Everybody's talked about that horrible day. Everybody has recalled what they were doing when they saw the second plane careen into the second tower. Everyone's shared their fear and shock.
It seems like everyone has waxed poetic about that day. And yesterday, they got the chance to wax poetic one more time, with the wall-to-wall TV coverage of the anniversary.
Fortunately, I saw none of it.
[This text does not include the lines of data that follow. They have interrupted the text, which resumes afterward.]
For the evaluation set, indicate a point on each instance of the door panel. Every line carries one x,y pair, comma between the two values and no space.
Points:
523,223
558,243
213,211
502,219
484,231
Right now I'm smack-dab in the middle of nowhere, watching the sun rise over the arches and canyons of southern Utah, rather than gluing my eyes to the tube.
(Translation: I'm on vacation!)
But even though the high-minded have told us for weeks that the Sept. 11, 2002, media coverage was bound to be overdone, it still served a purpose: to remind us.
What would have been worse than spending all day listening to Dan Rather's monotone? Ignoring the day completely.
We must never forget what happened.
We Americans see so much violence. We tolerate it in our TV shows, movies, and video games. And to a degree, we get used to it.
But we should never, ever get used to the fact that a year and a day ago, more than 3,000 people were hideously killed by terrorists. People that were mothers, fathers, daughters, and friends.
And all of them died in truly horrific ways. In a speeding plane diving into a building. Being crushed beneath floors and floors of a building, so that no trace of a human body was found.
This Sept. 11, even though I wasn't watching the TV coverage or may not have even picked up a newspaper, I remembered. I stopped and remembered that day.